His reaction, Ephron noted in the 2004 introduction, was “one of the most fascinating things to me about the whole episode: he cheated on me, and then got to behave as if he was the one who had been wronged because I wrote about it!” And yet, it’s undeniable that Heartburn achieved what she wanted it to: It cast the story of her marriage definitively in her terms. This is the power a gifted writer can wield. Is it fair? Not necessarily. But it’s also a power that, as Ephron accurately discerns, is almost exclusively critiqued when it’s exercised by women. Late last year, the internet erupted over an essay by the writer Isabel Kaplan about a boyfriend who had broken up with her because he was threatened by her job. “The more I share about our relationship and breakup, the more vindicated he will feel in his fears,” Kaplan wrote, citing Ephron as an example. “But if I don’t write about it, he succeeds in forcing my silence.”

[Read: The redemption of the bad mother]

That tension runs through Heartburn too. But to take the novel on its own terms for a moment, it is a wholly joyful read, a 178-page stand-up routine about marriage that’s entirely one-sided and openly so. Mark, Rachel’s husband, is introduced as a man who’s both immediately unfaithful and vividly humorless, prone to perusing home-design magazines in bed, forgetting to clean his nails, and lying about books he’s read. Thelma, apart from being tall, makes “gluey puddings.” (Rachel, a food writer, is doubly betrayed when she realizes that during the affair, she gave Thelma one of her recipes.) Rachel also skewers her parents—like Ephron’s, both alcoholics who got rich by investing in Tampax stock—her therapist, Mark’s “dumb Hemingway style he always reserved for his slice-of-life columns,” and sensitive types who express themselves through poetry. (“Show me a woman who cries when the trees lose their leaves in autumn,” Rachel observes in one chapter, “and I’ll show you a real asshole.”)

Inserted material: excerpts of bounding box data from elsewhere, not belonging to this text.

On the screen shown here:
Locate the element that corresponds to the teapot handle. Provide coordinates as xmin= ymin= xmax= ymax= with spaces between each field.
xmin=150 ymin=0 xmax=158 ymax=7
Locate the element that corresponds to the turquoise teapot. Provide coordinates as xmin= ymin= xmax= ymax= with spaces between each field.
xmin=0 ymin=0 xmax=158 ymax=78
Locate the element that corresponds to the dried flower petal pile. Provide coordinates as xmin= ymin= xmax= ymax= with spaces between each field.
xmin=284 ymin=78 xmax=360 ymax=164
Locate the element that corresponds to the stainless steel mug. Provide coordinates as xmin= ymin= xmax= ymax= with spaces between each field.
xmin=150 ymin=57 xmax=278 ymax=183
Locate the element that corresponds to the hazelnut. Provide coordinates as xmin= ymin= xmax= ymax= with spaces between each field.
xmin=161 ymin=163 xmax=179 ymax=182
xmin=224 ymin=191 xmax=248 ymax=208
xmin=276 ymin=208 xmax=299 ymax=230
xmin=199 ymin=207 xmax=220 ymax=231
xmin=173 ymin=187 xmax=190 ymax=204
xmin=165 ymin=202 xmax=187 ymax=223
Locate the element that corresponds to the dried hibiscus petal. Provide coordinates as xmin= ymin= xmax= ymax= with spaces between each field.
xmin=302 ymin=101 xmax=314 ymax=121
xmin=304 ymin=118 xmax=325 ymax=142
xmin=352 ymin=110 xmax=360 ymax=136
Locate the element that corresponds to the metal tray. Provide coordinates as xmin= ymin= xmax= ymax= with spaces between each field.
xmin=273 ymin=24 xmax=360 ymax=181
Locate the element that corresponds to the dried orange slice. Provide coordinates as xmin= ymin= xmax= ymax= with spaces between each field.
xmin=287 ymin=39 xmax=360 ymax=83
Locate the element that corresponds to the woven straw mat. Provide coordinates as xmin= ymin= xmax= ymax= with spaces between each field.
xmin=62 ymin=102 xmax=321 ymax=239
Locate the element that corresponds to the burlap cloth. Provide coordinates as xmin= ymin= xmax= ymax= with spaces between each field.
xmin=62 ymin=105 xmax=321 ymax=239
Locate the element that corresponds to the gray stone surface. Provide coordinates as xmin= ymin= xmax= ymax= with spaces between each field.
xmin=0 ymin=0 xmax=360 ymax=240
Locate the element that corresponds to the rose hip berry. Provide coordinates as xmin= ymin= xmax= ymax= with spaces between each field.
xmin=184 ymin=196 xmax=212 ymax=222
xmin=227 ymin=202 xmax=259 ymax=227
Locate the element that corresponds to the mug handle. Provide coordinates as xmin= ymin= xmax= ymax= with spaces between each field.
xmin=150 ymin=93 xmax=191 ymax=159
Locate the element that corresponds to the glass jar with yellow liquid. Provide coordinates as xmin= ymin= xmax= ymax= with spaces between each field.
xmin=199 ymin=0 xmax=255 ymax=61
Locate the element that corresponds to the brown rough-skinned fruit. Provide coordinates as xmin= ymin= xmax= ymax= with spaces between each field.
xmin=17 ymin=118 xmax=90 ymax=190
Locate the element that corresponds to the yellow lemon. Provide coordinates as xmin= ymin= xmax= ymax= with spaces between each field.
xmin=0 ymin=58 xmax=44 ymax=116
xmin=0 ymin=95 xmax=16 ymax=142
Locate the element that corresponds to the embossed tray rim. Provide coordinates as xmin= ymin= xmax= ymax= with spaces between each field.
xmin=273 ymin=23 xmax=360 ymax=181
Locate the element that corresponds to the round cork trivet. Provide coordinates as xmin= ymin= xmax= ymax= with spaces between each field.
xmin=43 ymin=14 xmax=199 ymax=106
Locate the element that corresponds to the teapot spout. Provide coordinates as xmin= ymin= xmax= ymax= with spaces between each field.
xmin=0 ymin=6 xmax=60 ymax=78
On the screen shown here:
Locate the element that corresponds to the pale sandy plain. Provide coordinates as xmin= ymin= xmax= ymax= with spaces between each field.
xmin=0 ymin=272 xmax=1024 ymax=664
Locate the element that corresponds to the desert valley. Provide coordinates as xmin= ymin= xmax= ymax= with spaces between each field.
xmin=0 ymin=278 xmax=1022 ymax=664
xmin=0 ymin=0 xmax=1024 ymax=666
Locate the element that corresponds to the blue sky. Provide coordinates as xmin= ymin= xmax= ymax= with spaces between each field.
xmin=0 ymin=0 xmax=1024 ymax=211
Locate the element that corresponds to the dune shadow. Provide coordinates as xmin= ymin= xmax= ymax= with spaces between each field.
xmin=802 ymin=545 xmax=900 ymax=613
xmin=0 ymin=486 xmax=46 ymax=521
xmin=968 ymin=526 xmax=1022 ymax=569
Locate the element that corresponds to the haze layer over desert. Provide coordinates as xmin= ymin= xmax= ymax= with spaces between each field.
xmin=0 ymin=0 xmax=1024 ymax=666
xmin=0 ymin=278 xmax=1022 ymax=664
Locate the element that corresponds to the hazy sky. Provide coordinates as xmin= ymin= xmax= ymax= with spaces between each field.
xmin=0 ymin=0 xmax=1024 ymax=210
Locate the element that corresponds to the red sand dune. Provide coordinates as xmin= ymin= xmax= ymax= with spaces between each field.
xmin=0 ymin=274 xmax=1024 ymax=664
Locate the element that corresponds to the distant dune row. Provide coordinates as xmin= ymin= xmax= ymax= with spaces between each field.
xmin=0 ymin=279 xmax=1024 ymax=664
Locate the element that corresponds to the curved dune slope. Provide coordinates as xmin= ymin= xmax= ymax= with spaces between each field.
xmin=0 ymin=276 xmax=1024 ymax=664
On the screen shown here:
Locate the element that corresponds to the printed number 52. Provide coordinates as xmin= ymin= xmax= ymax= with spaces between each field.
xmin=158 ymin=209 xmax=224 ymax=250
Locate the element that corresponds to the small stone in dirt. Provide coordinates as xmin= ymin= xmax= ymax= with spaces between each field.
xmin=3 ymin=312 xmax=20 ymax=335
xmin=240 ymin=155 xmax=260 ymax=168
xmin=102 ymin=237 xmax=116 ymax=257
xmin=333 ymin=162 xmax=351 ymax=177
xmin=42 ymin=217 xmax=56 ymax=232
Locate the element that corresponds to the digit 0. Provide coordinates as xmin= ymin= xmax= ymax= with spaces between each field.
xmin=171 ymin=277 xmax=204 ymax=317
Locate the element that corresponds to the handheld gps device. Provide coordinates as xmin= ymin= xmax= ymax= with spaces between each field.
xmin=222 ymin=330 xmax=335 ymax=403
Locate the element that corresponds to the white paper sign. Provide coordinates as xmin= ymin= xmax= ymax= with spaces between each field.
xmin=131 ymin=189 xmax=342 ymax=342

Some critics have raised stylistic objections to the novel, particularly its structural looseness—wherein Rachel recounts a few weeks of her life while thinking insistently about food—that was perhaps ahead of its time. More often, though, Heartburn’s detractors focused exclusively on Ephron’s supposed sin of betrayal. The movie, Mark Harris notes in his biography of its director, Mike Nichols, was subsequently dismissed as a trifling “woman’s picture” with “the tunnel-vision point of view of the offended party.” And yet, for the past four decades, people have pressed it into one another’s hands, as a friend pressed it into mine. They have read it and shared it and read it again. They’ve found something thrilling and metamorphic in the way that Ephron, by putting her pain on the page, transforms it into comedy. “If I tell the story, I control the version,” Rachel explains at the end of the novel. “If I tell the story, it doesn’t hurt as much.” Heartburn, you may conclude, is ultimately less about revenge than about self-preservation.